Further reading: www.zvonar.com

Download: Not currently legally available

For every mediocre hippie band that sold a million records, another excellent one barely registered. Ill Wind had a sound of their own, irreproachable chops, excellent tunes and a major label record deal – but were scuppered by the catalogue of blunders that peppered their album’s path to the few shops it ever appeared in.

The seeds of Ill Wind lay at MIT, the extremely competitive university in Boston where four of the band studied and threw themselves headlong into the counter-culture. ‘We were into unusual music and unorthodox behaviour, and actively sought out marijuana and LSD,’ recalls Richard Griggs, their rhythm guitarist. Renaming themselves Ill Wind in late 1966, they were joined by the icy-voiced Connie Devanney, wife of one of their professors, and gigged solidly throughout the new year, supporting Fleetwood Mac, Moby Grape, Van Morrison, The Who and others.

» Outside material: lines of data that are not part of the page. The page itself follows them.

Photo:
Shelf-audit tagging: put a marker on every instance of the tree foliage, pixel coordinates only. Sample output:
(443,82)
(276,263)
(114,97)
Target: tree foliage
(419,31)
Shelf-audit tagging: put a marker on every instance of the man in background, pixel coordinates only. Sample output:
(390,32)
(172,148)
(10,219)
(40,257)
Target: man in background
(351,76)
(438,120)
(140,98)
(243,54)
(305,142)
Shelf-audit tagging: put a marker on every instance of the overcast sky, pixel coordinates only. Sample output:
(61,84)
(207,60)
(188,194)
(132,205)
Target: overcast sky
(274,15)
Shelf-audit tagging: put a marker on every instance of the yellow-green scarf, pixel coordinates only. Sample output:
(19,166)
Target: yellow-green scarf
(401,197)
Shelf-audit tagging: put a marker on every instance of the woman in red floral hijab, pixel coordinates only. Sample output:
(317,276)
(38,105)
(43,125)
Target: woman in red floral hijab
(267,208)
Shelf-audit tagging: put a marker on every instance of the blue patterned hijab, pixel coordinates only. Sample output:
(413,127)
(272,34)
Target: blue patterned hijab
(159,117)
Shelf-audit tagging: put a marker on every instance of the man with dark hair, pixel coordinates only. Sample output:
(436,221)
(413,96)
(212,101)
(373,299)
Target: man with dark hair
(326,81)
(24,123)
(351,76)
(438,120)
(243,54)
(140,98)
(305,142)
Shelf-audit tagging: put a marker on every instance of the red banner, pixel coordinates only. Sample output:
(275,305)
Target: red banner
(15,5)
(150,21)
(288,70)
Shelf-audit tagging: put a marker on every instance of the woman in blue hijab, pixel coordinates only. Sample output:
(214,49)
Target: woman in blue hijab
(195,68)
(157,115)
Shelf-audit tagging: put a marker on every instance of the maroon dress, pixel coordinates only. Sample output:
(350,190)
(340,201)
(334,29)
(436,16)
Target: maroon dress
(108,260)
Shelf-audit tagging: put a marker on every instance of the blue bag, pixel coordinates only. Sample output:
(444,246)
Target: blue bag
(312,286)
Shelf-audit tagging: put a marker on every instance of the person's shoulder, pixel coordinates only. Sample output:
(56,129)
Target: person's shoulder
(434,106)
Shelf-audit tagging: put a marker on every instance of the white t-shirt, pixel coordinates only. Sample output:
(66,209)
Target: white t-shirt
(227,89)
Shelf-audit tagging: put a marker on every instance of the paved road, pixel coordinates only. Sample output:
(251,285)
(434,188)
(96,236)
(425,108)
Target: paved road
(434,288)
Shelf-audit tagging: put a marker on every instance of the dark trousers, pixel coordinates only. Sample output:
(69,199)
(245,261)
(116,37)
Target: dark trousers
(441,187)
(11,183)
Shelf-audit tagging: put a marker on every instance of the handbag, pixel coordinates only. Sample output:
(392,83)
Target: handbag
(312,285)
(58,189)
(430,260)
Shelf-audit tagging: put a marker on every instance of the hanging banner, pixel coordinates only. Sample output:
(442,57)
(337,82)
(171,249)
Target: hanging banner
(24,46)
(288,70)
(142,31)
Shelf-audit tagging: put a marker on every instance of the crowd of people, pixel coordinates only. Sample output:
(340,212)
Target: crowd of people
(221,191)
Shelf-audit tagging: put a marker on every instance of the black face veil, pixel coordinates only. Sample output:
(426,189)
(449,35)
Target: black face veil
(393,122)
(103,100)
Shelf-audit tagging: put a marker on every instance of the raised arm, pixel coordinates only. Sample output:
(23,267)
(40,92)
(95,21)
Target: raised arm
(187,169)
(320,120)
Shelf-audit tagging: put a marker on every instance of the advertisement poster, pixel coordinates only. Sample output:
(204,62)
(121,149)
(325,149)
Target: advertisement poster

By summer 1967 things were happening in earnest. Demos were cut at Capitol, but an untimely LSD bust put paid to that. Enter Tom Wilson, legendary producer of Bob Dylan, Simon & Garfunkel and The Velvet Underground, who promptly signed them to his fledgling production company. Having signed away their recording and publishing rights, they delightedly started work on an album – but were soon to be disappointed. For all his promises, Wilson made little effort in the studio. ‘We got to record an album’, remembers Griggs, ‘but weren’t at all happy with the recording process or the finished result’.

Despite this, Flashes contains some of the finest psychedelia conceivable. People Of The Night, for instance, centres on an epic five-minute Eastern-tinged guitar solo that never stops gathering momentum over an ever more frantic rhythm section. The song also shows Devanney to have had one of the great female rock voices of the late ’60s, cold yet surprisingly emotive. But the album’s masterpiece is Dark World, one of the most personal and beautiful of all psychedelic recordings and graced with an unusual, sombre fuzz bass solo.

Recording complete, the band were unprepared for the volley of blows awaiting them. The album’s tacky front cover, complete with incorrect song information and poorly reproduced photos on the rear, was injury enough. But adding insult was a pressing fault that necessitated the recall of the initial pressing. By the time it had been corrected, momentum was lost. No interviews were organised, so no airplay was arranged, so no reviews appeared. A promotional tour was cancelled and, trapped in a contract they resented, Ill Wind blew itself out at the end of 1968.